STIR: Sept Fed Cut Still No Longer Fully Locked In, A Dovish Bowman Ahead
Aug-19 10:32
Fed Funds implied rates are unchanged on the day, with 21bp of cuts priced for next month’s FOMC meeting.
Cumulative cuts from 4.33% effective: 21bp Sep, 34.5bp Oct, 53.5bp Dec, 64bp Jan and 77bp Mar.
The SOFR implied terminal yield of 3.11% (SFRH7) is essentially unchanged from the past two closes, holding the +/-5bp of 125bp of cuts from current levels range seen since the Aug 1 payrolls report.

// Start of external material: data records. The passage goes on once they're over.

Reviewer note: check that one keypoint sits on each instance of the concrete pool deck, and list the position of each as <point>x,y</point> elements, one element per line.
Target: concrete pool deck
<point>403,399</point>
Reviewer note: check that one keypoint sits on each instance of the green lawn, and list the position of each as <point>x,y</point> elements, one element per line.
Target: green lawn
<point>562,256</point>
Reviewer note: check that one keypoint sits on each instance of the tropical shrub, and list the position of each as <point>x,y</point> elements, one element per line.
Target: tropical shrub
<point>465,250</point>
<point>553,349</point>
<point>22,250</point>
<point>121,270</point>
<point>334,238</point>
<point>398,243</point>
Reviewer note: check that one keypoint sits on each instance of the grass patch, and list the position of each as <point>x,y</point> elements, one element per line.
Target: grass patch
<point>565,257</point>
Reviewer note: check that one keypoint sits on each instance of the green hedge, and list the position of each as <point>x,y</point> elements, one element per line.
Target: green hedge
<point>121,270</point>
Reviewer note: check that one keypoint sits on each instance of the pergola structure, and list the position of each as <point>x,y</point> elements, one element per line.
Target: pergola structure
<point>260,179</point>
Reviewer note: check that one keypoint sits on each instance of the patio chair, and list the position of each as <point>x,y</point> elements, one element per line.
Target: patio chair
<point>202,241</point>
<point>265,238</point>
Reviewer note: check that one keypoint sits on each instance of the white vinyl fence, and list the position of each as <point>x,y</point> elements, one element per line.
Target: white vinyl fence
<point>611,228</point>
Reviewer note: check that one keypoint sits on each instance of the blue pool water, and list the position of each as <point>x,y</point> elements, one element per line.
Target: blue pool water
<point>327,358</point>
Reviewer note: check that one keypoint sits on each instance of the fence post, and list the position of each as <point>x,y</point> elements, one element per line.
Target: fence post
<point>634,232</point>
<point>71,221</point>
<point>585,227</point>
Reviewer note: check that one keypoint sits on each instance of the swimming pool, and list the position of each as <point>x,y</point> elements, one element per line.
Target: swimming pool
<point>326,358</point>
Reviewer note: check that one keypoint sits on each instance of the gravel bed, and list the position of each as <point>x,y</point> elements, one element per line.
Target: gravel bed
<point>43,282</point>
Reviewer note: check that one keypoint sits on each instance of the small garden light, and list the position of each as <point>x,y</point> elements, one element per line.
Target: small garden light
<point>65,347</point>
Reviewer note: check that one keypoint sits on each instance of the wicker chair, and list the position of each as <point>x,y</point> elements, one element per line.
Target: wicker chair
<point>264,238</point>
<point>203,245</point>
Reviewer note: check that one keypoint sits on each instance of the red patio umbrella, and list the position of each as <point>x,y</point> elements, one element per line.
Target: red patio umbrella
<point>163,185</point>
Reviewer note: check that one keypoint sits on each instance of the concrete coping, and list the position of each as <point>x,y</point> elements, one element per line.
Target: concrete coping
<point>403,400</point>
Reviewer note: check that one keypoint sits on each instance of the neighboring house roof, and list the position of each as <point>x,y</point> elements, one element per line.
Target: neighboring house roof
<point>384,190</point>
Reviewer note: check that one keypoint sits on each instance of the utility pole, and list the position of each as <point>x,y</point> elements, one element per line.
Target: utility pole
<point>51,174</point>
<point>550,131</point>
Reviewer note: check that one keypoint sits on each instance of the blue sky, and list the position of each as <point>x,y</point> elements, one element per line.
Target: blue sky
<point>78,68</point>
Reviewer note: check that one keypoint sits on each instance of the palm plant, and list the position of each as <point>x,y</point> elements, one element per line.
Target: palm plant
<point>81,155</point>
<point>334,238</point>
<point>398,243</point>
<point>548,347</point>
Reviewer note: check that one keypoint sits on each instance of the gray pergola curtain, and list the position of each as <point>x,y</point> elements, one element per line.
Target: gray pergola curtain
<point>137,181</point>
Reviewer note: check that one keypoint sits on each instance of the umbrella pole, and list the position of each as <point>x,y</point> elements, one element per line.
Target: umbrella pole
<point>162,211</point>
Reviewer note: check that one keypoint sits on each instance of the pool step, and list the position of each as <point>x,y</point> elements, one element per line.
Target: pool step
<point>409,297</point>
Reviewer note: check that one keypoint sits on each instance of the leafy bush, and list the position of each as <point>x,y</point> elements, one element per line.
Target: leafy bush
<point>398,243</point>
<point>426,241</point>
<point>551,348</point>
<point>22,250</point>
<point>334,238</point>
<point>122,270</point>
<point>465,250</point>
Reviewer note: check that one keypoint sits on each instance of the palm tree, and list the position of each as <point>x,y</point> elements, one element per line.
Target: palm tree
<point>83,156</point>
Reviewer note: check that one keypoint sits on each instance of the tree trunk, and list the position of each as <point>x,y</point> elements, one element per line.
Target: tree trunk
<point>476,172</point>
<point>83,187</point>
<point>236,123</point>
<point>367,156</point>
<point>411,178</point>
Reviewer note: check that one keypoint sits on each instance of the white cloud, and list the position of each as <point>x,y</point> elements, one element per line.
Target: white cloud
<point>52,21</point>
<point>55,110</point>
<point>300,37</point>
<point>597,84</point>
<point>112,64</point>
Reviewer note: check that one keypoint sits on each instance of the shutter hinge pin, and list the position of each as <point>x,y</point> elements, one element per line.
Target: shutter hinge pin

Fed VC Supervision Bowman (permanent voter, dove) speaks on Bloomberg TV at 1000ET before at a Blockchain Symposium at 1410ET (text only), with greater scope for market moving comments at the former. We suspect it might be hard to generate a dovish reaction though unless she canvasses larger cuts, something other FOMC colleagues have pushed back on.
These will be her first remarks since last week’s mixed inflation data. She said on Aug 9 that she favors three cuts this year (unsurprising having dissented in July) and saw recent labor data as reinforcing this view.
Tomorrow then sees the FOMC minutes before Powell’s Jackson Hole address on Friday. However, when it comes to Sept cut prospects, the August payrolls and CPI releases plus QCEW details (for preliminary payroll benchmark revision estimates) are all still to come before the next FOMC decision on Sep 17.